Hodges kept her modern upgrades to a minimum, ensuring it complemented the historic aesthetic of the apartment. The pot rack is a nod to the old with a hint of the new.
This quaint, light-filled breakfast nook sits adjacent to the kitchen. It also doubled as the dining room and Hodges's home office—a tall order for such a tiny space. "The addition of the built-in window seat was a game-changer, allowing for more function, storage, and that extra little bit of specialness," she says. "Any opportunity for a nook, I will gladly take."
When selecting furniture for a small area, Hodges suggests you keep the pieces (especially those in the forefront) visually light so as to not overwhelm the space. "My designs are usually composed of the sum of many parts, rather than just one focal piece driving the look," she says.
Hodges is particularly fond of the pillow textile arrangement on the bench. "It is my all-time favorite because it's understated yet impactful," she beams. "Mixing textiles don't have to be complicated, and one of the reasons I opened my online shop is to share my textile obsession and help people curate their own special collection of these one-of-a-kind treats. The black seat cushion is made from an African vintage textile and functions as the color foundation of the space, much like what the safari chairs achieved in the living room."
Hodges decided to continue the neutral and black color palette from the living room into the bedroom, with a slightly more rugged aesthetic inclination. "Day to day, I am immersed in so much visual stimulus when I am home. I crave simplicity and tidiness," she explains. We couldn't agree more.
The designer admits she's not much of a minimalist, but editing her selections was key to creating the right mood. "Every room has its little challenges, and to my surprise, I couldn't find sconces that fulfilled my vision," she says. "I contacted Worley's Lighting with the idea, and the Katie Sconce was born. So many of the products I made at the shop were born from a gap in the market, so I encourage people to reach out to vendors with custom requests and ideas."
After finalizing this place, she now has a renewed understanding for her clients. "I completely understand why they have such a hard time to furnish their homes because when it's so personal, the vision is lost," she says. "Because I knew this place was somewhat short-term, I didn't take it too seriously, and everything fell together with ease."
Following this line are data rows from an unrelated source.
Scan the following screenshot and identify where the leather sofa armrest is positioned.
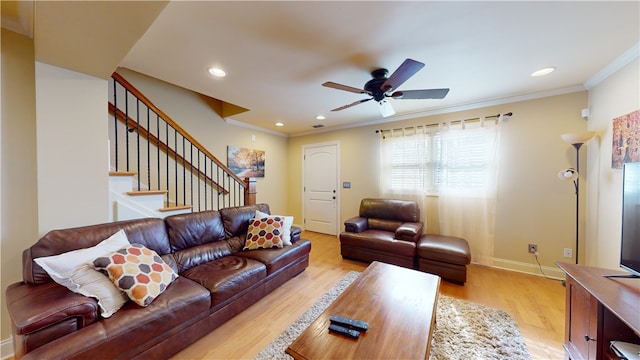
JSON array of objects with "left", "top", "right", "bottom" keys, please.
[
  {"left": 395, "top": 222, "right": 424, "bottom": 243},
  {"left": 291, "top": 226, "right": 302, "bottom": 244},
  {"left": 5, "top": 282, "right": 99, "bottom": 339},
  {"left": 344, "top": 216, "right": 369, "bottom": 233}
]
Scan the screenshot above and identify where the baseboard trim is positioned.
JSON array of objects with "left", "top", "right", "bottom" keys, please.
[
  {"left": 0, "top": 338, "right": 13, "bottom": 360},
  {"left": 492, "top": 258, "right": 565, "bottom": 280}
]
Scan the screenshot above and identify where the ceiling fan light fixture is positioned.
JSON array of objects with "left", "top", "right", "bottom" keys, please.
[
  {"left": 531, "top": 67, "right": 556, "bottom": 77},
  {"left": 378, "top": 99, "right": 396, "bottom": 117}
]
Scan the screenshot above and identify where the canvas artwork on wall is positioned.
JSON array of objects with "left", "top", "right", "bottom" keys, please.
[
  {"left": 611, "top": 110, "right": 640, "bottom": 169},
  {"left": 227, "top": 145, "right": 264, "bottom": 178}
]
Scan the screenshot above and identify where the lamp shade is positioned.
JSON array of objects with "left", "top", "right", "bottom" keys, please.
[
  {"left": 560, "top": 131, "right": 596, "bottom": 145},
  {"left": 558, "top": 168, "right": 579, "bottom": 181}
]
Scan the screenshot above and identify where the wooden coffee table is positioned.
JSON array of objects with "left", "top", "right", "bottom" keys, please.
[{"left": 286, "top": 262, "right": 440, "bottom": 359}]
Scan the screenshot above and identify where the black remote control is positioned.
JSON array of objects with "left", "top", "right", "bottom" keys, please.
[
  {"left": 329, "top": 324, "right": 360, "bottom": 339},
  {"left": 329, "top": 315, "right": 369, "bottom": 332}
]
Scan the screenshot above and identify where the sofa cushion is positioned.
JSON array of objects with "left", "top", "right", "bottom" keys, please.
[
  {"left": 164, "top": 210, "right": 225, "bottom": 252},
  {"left": 242, "top": 216, "right": 284, "bottom": 250},
  {"left": 340, "top": 230, "right": 416, "bottom": 257},
  {"left": 236, "top": 239, "right": 311, "bottom": 275},
  {"left": 181, "top": 255, "right": 267, "bottom": 307},
  {"left": 220, "top": 204, "right": 270, "bottom": 238},
  {"left": 368, "top": 218, "right": 403, "bottom": 232},
  {"left": 173, "top": 240, "right": 232, "bottom": 273},
  {"left": 417, "top": 234, "right": 471, "bottom": 265},
  {"left": 93, "top": 244, "right": 178, "bottom": 306},
  {"left": 6, "top": 282, "right": 99, "bottom": 336},
  {"left": 22, "top": 218, "right": 171, "bottom": 284},
  {"left": 359, "top": 199, "right": 421, "bottom": 222},
  {"left": 17, "top": 277, "right": 211, "bottom": 359},
  {"left": 34, "top": 230, "right": 129, "bottom": 318}
]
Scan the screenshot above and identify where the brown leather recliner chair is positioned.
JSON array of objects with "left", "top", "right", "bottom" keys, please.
[{"left": 340, "top": 198, "right": 424, "bottom": 269}]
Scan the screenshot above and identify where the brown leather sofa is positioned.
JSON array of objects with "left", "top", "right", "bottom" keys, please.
[
  {"left": 340, "top": 198, "right": 471, "bottom": 284},
  {"left": 6, "top": 204, "right": 311, "bottom": 359},
  {"left": 340, "top": 199, "right": 424, "bottom": 269}
]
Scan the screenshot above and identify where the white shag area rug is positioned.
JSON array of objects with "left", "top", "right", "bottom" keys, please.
[{"left": 255, "top": 271, "right": 531, "bottom": 360}]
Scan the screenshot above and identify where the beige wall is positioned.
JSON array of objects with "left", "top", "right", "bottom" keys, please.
[
  {"left": 288, "top": 91, "right": 587, "bottom": 276},
  {"left": 586, "top": 56, "right": 640, "bottom": 269},
  {"left": 118, "top": 68, "right": 298, "bottom": 215},
  {"left": 36, "top": 62, "right": 109, "bottom": 234},
  {"left": 0, "top": 29, "right": 38, "bottom": 357}
]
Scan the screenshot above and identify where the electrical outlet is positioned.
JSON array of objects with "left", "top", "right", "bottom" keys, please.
[{"left": 564, "top": 248, "right": 573, "bottom": 259}]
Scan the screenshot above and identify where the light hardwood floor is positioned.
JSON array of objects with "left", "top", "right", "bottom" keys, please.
[{"left": 173, "top": 232, "right": 565, "bottom": 360}]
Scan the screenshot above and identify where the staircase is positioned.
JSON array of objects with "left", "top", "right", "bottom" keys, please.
[{"left": 109, "top": 73, "right": 255, "bottom": 221}]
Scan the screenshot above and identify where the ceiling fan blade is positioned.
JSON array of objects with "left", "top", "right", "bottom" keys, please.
[
  {"left": 378, "top": 99, "right": 396, "bottom": 117},
  {"left": 380, "top": 59, "right": 424, "bottom": 92},
  {"left": 322, "top": 81, "right": 366, "bottom": 94},
  {"left": 391, "top": 89, "right": 449, "bottom": 100},
  {"left": 331, "top": 98, "right": 373, "bottom": 111}
]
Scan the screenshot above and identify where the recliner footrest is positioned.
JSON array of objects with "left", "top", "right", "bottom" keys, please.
[{"left": 417, "top": 234, "right": 471, "bottom": 284}]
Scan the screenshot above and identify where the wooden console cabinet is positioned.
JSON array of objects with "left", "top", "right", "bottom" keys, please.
[{"left": 557, "top": 263, "right": 640, "bottom": 360}]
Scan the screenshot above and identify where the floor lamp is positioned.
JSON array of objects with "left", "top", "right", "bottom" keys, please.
[{"left": 558, "top": 131, "right": 595, "bottom": 264}]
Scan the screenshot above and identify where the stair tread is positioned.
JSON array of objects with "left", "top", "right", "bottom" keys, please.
[
  {"left": 109, "top": 171, "right": 137, "bottom": 176},
  {"left": 158, "top": 205, "right": 193, "bottom": 212},
  {"left": 127, "top": 190, "right": 168, "bottom": 196}
]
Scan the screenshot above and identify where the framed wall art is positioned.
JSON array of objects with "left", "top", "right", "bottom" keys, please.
[
  {"left": 227, "top": 145, "right": 264, "bottom": 178},
  {"left": 611, "top": 110, "right": 640, "bottom": 169}
]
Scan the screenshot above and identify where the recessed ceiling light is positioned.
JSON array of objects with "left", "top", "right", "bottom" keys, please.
[
  {"left": 209, "top": 67, "right": 227, "bottom": 77},
  {"left": 531, "top": 67, "right": 556, "bottom": 77}
]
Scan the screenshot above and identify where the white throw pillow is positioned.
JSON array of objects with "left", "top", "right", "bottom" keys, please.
[
  {"left": 33, "top": 230, "right": 129, "bottom": 318},
  {"left": 256, "top": 210, "right": 293, "bottom": 245}
]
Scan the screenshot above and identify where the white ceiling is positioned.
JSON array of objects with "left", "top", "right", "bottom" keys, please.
[{"left": 5, "top": 1, "right": 640, "bottom": 135}]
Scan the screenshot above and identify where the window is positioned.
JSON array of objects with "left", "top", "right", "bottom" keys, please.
[{"left": 381, "top": 123, "right": 496, "bottom": 194}]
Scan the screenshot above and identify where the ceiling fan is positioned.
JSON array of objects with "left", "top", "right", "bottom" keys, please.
[{"left": 322, "top": 59, "right": 449, "bottom": 117}]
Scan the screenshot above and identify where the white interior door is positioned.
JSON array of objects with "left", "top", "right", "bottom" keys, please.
[{"left": 303, "top": 143, "right": 340, "bottom": 235}]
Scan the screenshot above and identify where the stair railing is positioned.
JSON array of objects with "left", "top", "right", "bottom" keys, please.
[{"left": 109, "top": 73, "right": 255, "bottom": 211}]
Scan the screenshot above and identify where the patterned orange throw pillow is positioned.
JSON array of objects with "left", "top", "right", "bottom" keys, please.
[
  {"left": 93, "top": 244, "right": 178, "bottom": 306},
  {"left": 243, "top": 216, "right": 284, "bottom": 250}
]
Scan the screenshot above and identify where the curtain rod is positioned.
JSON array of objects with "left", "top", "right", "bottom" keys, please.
[{"left": 376, "top": 111, "right": 513, "bottom": 134}]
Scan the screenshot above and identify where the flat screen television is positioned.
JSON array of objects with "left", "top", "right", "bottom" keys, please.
[{"left": 620, "top": 162, "right": 640, "bottom": 277}]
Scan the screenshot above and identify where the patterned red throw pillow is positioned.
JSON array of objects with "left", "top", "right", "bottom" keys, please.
[
  {"left": 243, "top": 216, "right": 284, "bottom": 250},
  {"left": 93, "top": 244, "right": 178, "bottom": 306}
]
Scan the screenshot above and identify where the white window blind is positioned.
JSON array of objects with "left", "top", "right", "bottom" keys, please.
[{"left": 381, "top": 122, "right": 496, "bottom": 194}]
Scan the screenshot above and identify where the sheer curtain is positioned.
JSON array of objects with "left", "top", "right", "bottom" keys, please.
[
  {"left": 438, "top": 120, "right": 500, "bottom": 265},
  {"left": 380, "top": 127, "right": 431, "bottom": 219}
]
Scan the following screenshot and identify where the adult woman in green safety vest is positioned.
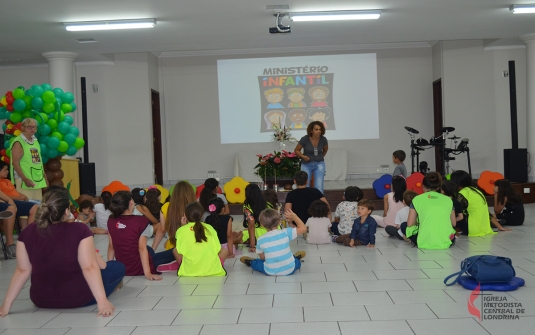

Collecting vintage pieces has been a priority for Hodges over the past year, and it's been the most fulfilling "hunting and gathering" experience. "I'm pretty impatient, so allowing the time to find meaningful pieces has its challenges but is so worth it," she says. "A word from the wise, though: If you find a vintage piece, don't delay too long in purchasing. It's a total heartbreak when someone else snatches that 'liked' item you've been delaying purchasing." Preach.
The entry evokes a moody yet calm aesthetic. Hodges sourced vintage items, which felt a fitting introduction to the apartment. "The rest of the spaces are more light and serene, so a darker vibe broke up the color palette in the rooms," she says.
The bathroom is pure art deco magic thanks to the unique tiling combination. "I wish I was responsible for the beautiful pink art deco tiles, but they are original from the '30s and thankfully preserved by the previous occupants," says Hodges. "When styling this space, I added masculine and playful touches to neutralize the femininity of the pink tiles. Using black in the gallery frames and roman shades grounded the color scheme and balanced out the girliness in the pink."